Last month, his YouTube channel uploaded its first video in more than a decade. The former president may be angling to fill the Democrats’ leadership vacuum, but he was himself instrumental in bringing the party to its current political impasse.
Since last November’s election, the Democratic Party has lacked a clear leader. Dispatched by his own party a year ago (reportedly at Obama’s own urging), Joe Biden has been transformed into a scapegoat for the Democrats’ political travails. Kamala Harris remains a hazy “vibes” avatar. The party’s congressional leadership has not yet been able to unify around a central message. All this suggests an opening for Obama, still vital at only 63. Having served two terms in the presidency, he is ineligible to return to the White House, but he might hope that his continued prominence allows him to play a kingmaker role in the 2026 midterms as well as the 2028 Democratic primary.

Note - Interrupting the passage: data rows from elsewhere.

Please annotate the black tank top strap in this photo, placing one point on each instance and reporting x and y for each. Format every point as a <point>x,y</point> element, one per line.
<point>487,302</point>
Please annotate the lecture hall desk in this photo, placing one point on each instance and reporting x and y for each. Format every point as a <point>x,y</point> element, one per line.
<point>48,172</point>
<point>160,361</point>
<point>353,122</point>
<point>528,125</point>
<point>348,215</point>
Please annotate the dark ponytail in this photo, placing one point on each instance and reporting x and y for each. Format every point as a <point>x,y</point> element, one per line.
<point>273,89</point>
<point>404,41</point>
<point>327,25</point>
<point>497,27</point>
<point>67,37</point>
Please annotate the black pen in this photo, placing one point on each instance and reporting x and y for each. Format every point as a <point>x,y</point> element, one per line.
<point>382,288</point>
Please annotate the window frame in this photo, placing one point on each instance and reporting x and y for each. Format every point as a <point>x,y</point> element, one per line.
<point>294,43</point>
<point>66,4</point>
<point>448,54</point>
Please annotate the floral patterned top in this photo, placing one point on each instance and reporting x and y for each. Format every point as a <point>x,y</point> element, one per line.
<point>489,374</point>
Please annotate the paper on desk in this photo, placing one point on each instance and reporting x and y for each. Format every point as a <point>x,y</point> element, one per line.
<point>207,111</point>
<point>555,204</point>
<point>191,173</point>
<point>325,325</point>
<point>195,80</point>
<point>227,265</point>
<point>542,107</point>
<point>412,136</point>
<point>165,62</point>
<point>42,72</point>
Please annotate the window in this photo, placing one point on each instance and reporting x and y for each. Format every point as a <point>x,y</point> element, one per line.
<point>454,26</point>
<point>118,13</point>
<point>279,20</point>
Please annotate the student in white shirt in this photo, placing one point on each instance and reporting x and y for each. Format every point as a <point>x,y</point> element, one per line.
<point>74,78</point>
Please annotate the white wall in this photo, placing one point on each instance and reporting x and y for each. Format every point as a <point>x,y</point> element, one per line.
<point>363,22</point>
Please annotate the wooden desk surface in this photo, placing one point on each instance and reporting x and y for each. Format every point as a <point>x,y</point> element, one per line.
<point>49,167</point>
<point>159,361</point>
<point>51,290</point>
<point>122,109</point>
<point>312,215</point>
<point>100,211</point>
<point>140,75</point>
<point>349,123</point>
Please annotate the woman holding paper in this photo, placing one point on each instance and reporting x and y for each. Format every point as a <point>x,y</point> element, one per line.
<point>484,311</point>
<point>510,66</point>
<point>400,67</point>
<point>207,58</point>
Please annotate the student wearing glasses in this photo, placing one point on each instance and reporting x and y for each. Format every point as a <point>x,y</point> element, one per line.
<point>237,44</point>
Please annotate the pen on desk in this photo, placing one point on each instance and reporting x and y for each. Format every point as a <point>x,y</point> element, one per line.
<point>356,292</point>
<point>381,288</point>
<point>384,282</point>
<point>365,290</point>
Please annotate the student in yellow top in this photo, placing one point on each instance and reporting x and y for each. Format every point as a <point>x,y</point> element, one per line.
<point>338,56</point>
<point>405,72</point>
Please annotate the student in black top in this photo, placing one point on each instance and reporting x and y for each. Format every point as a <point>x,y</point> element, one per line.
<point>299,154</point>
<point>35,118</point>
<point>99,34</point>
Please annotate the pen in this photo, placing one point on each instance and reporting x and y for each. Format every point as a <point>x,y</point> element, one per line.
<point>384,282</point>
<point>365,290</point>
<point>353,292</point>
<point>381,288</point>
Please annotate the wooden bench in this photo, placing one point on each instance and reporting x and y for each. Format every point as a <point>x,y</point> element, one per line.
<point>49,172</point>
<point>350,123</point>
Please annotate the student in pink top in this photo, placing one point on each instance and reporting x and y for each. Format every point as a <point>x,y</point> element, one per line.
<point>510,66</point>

Yet Obama was largely responsible for formulating the paradigm that has become a strategic box canyon for his party. At the core of his pitch in 2008 was the idea that he would dispense with the triangulation of the Clinton years and instead create a more ideologically uniform Democratic Party, especially on social issues.
In terms of coalitional transformation, Obama was successful. Democratic politicians became increasingly hostile to any restrictions on abortion. Especially during his second term, the party began to swing far to the Left on immigration. More broadly, the “Great Awokening” began to consolidate during his presidency. As journalist John B. Judis and political scientist Ruy Teixeira documented in their 2023 book Where Have All the Democrats Gone?, the Obama years saw an accelerated migration of affluent suburbanites into the Democratic coalition, and the dissatisfaction which followed the Great Recession helped lay the groundwork for waves of populist unrest, from the Tea Party to Occupy Wall Street to the Trump phenomenon. The Obama dispensation birthed a more ideologically unified but also narrower Democratic Party, one that was increasingly unable to compete in rural and exurban areas and has now lost ground even among working-class urban voters.

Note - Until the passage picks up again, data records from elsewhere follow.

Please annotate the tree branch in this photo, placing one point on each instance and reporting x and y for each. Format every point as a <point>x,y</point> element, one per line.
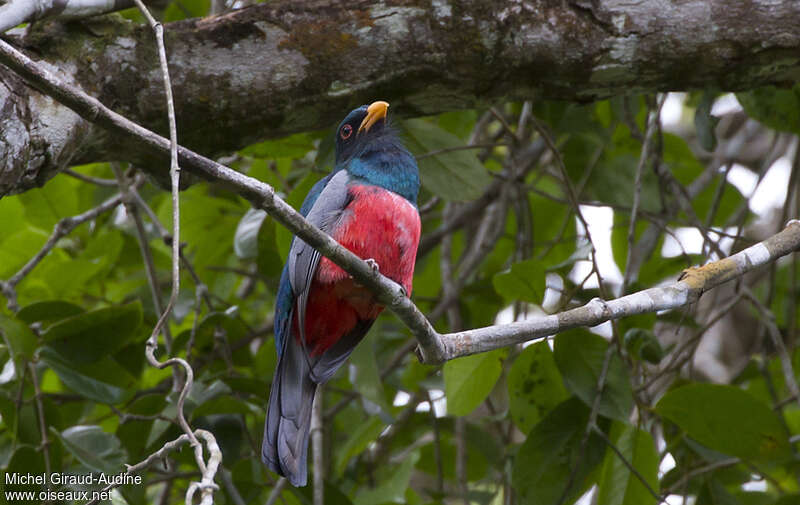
<point>433,347</point>
<point>289,66</point>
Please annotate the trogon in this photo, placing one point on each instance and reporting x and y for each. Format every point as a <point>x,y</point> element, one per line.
<point>368,203</point>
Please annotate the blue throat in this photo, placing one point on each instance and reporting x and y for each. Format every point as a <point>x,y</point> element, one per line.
<point>386,163</point>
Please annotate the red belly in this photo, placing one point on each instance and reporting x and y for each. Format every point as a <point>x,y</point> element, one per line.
<point>377,224</point>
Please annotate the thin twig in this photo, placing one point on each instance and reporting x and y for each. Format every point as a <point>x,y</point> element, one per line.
<point>652,119</point>
<point>206,485</point>
<point>42,425</point>
<point>601,382</point>
<point>627,463</point>
<point>317,448</point>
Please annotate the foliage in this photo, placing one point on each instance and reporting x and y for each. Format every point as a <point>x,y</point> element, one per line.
<point>521,425</point>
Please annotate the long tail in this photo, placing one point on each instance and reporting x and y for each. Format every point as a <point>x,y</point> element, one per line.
<point>289,416</point>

Despite the generational differences between the two men, the Biden presidency was to some degree the extension of the Obama paradigm. On economics, Biden leaned in a somewhat more populist direction than his Democratic predecessor, but he continued Obama’s rush to the Left on many social issues. Biden’s equity agenda enshrined radical identity politics throughout the federal government, and the breakdown at the border realized the vision of progressive immigration activists from the Obama years. Department of Homeland Security chief Alejandro Mayorkas, the man deputized by Biden to detonate border controls, served as deputy secretary of DHS under Obama. He was also a principal actor in implementing Obama’s DACA program, which was a revolutionary use of executive discretion to grant legal status to a bloc of illegal immigrants.

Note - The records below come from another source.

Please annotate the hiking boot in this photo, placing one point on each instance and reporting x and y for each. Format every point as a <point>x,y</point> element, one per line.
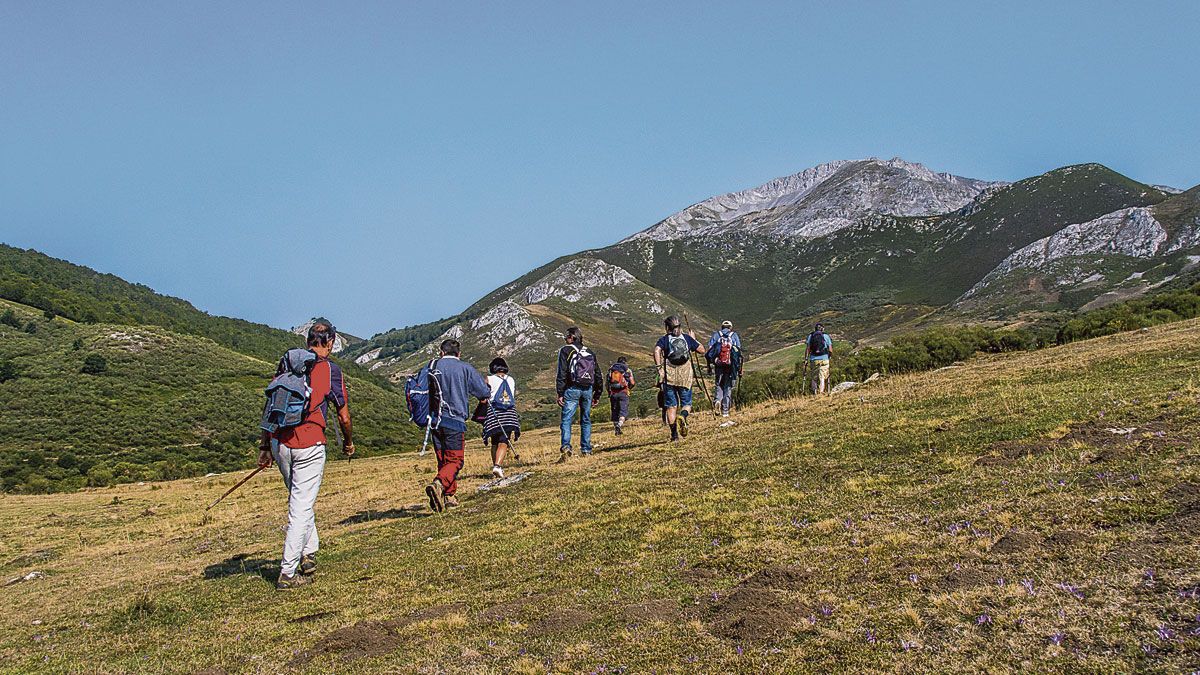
<point>287,583</point>
<point>436,494</point>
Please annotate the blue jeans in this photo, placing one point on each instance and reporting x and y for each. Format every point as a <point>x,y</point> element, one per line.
<point>577,398</point>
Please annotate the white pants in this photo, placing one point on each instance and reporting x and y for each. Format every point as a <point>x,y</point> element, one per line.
<point>303,470</point>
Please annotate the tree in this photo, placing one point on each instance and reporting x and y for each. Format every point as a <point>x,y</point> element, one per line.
<point>9,370</point>
<point>94,364</point>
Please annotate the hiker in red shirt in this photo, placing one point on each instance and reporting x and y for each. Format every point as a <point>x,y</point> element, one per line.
<point>300,454</point>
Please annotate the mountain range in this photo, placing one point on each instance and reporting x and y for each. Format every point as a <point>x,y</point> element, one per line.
<point>869,246</point>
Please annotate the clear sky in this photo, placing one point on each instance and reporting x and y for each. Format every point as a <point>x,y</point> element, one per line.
<point>389,163</point>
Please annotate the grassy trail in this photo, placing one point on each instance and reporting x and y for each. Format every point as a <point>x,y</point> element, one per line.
<point>1026,512</point>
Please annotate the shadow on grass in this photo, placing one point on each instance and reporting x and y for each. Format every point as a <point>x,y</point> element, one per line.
<point>415,511</point>
<point>241,563</point>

Yet the very strength of the Obama paradigm within Democratic circles has invited backlash from voters. On social issues ranging from gender to immigration, the party’s elites remain out of step with the American public. Democratic leaders may hope that they can return to power by riding an anti-Trump wave, and Obama sounded some “Resistance”-like notes in the appearance uploaded to his YouTube channel last month.
This could prove a fraught gamble, however. In part because of the failures of the Biden presidency, Trump remains more popular than he was during his first term. The narrowness of the current Democratic coalition limits its ability to win in many rural states. Unless it addresses the structural causes for its current weakness, the party is set for a prolonged political exile.